As I step outside, I wish that, for once, my brain would do less wondering. I need to drink more tea at breakfast.

 

‘Look how high up she is,’ Will says as we stroll over towards the tree. From inside, the old oak hadn’t looked so large, but now we’re in the damp garden air it’s huge, the gnarled trunk wide and thick enough that it would take at least three of us to be able to wrap our arms around it and touch fingers. The overgrown grass sparkles bright green and moist under our feet and I can feel the wetness creeping in through the fabric of my trainers. It’s not cold, though. Even if there is a breeze, the high walls around the grounds are blocking it. I don’t walk fast, and Will and Louis match my pace. If it had just been Jake and some of the Dorm 7 boys out and about, I wouldn’t have come; but the girls are here, too, and a few of the other kids, and suddenly people are mixing again, apparently.

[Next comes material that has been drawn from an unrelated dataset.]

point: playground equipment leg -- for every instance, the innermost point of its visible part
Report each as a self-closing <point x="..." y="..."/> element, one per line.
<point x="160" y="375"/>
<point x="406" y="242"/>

High in the branches of the tree, Clara sits, her head tilted upwards slightly, her body half-hidden among the leaves. They’re all out here because of her. Girls are always the problem. It’s like they have a secret power that kicks in at some point around fourteen. Will and Louis might think they’re immune to it, but it’s starting. They’re out here, after all. I think of Julie McKendrick and my mixture of terror, awkwardness and abject nervous excitement whenever she was near me.

The garden is much bigger than I’d thought, almost the size of the house, and stretches out to either side of the building. There’s a pair of rickety swings over to the left and Joe rocks half-heartedly backwards and forwards on one, kicking tufts of grass as his too-long legs hit the ground. His head is down and his jaw tight. I don’t want to look at Joe. It makes me hear the awful squeak of bed wheels in the night.

Someone has found a football and Jake and Tom kick it between them with the little lardy kid, Daniel, running around trying to get involved.

‘Over here, Jake! To me!’ he wheezes, his face red with exertion. Maybe he feels more involved now that Joe is keeping to himself and Ellory is gone, but if he does then he’s an idiot. Jake kicks the ball at him, intentionally too high, and it soars over his head and bounces off the wall twenty feet away. He runs to fetch it as Jake laughs. It’s not the kindest laugh, but then half the kid’s fat arse is hanging out of his jeans, and as he bends over to pick the ball up the crack is visible and his fat rolls over the waistband. It makes me want to laugh, too.

I stay back from the tree and the other boys. There’s plenty of space and I don’t want to get involved. Will, however, is staring up through the branches of the oak tree.

‘How did you climb so high?’ he asks Clara’s swinging legs.

‘She just jumped and then swung herself up,’ Eleanor says. She and Harriet look like some kind of tree creatures or wood nymphs, their faces peering around either side of the trunk. ‘Then she kept on climbing.’

Will jumps but doesn’t even get near the lowest branch. ‘Maybe if you gave me a leg up?’ He looks at Louis.

‘It’s too high.’

It is high. Maybe not for Tom or Joe or me, but definitely for the rest of them. I look at the branches. That’s why neither Tom nor Jake have tried it. Even if they got to the first branch without making dicks of themselves, the higher ones are slimmer. You’d have to be light to be confident about not breaking them, and Clara must be strong to have jumped that high herself.